In regard to Mr. Gould’s business methods, Mr. Morosini said: “Of course, he was very reserved. He never let the left hand know what the right hand did. His motto was never to say ‘cat’ until you had him in the bag. For instance, he asked me one day to call in about $8,000,000—which we had loaned out. I followed his instructions; the money was collected; he said nothing to anybody about why he had called it in. I kept the money for nearly a month, when one day he told me that I might loan it out again, as he had no more use for it; that he had intended it for use in buying the Reading road, but the deal had fallen through and therefore it might as well be drawing interest. That was the first I knew of what he had in contemplation when he called the money in. Then again, when he bought the Missouri Pacific, his negotiations with Commodore Garrison were carried on for three months, and it was only when he asked me to draw checks and told me to whom they should be drawn that the whole thing came out.”
Continuing, Mr. Morosini said: “Mr. Gould could enjoy immensely anything funny or ludicrous. We used to have a small window in the office through which I would talk to some of the unimportant callers, and through which Mr. Gould would also talk to people whom it was not necessary to bring into the inner room. One day a man came to the window and said, ‘I want to see Mr. Gould.’ I told him he could not see Mr. Gould unless he told me what he wanted. He replied, ‘I have an invention here, and there’s millions to be made out of it.’ Mr. Gould was in the next room, and he said, ‘Morosini, what is it the man wants?’ and I told him, whereupon he got up and came to the window to talk to the man.

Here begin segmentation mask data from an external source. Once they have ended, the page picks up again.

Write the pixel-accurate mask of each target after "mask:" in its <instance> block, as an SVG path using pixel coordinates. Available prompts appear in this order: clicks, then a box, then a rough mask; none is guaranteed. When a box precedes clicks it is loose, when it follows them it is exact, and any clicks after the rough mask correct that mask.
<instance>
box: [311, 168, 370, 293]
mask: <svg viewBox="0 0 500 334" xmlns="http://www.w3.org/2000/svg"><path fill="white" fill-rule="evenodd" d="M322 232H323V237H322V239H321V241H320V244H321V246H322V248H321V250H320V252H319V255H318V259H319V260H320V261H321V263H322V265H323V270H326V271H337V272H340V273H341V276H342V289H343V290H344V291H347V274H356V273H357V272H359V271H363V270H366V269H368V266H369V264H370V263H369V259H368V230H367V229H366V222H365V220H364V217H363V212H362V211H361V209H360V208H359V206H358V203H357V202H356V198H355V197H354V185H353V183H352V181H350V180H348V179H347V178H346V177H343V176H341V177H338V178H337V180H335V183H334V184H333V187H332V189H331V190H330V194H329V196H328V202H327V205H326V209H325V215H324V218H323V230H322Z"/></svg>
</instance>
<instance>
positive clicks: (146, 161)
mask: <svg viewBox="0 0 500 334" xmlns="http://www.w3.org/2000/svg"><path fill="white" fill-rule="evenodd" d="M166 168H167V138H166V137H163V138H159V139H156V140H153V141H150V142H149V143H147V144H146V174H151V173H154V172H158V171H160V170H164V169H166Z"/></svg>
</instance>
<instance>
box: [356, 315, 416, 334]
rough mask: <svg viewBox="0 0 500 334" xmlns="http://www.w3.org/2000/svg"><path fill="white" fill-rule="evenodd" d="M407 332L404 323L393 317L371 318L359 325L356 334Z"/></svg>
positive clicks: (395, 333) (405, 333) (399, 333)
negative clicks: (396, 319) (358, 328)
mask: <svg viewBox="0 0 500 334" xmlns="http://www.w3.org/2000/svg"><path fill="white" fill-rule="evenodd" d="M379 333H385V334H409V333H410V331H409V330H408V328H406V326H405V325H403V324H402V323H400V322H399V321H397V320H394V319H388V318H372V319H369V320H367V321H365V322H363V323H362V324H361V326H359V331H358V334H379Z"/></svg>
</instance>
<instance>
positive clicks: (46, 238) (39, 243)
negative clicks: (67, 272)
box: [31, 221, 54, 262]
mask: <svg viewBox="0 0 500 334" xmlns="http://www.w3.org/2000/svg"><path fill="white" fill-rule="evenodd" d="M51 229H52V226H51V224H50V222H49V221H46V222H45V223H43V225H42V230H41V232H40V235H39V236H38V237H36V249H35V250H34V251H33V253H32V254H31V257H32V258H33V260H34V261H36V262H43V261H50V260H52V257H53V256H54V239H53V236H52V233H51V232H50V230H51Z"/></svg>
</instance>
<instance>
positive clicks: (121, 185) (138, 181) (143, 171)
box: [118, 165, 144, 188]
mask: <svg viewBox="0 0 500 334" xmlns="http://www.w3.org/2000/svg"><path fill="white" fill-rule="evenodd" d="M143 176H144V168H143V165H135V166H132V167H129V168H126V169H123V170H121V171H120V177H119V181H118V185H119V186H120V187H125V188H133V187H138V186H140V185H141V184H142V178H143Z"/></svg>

“When Mr. Gould appeared, the man put his hand under his coat as if to pull something out. I saw it glisten, and thinking it was a blunderbuss, I dodged down under the counter, and Mr. Gould seeing me go down dropped down also. ‘Shoot high, you son of a gun,’ I yelled out. Then the man laughed and said there was nothing to fear, and began to explain the nature of his invention. We got up and looked at it, and what do you think it was? He had a sort of a brass cylinder, and he said it was a patent portable churn. It was to be filled with cream in the morning when a man was starting away from home, and slung by a strap over his shoulder under his coat. The motion of the body while walking would keep the cream stirring, and then besides there was a sort of piston with a handle on the top. Every now and then you were to give that a jerk, so that by the time the man reached home at night he could turn out on a plate for his wife a pound or two of fresh butter.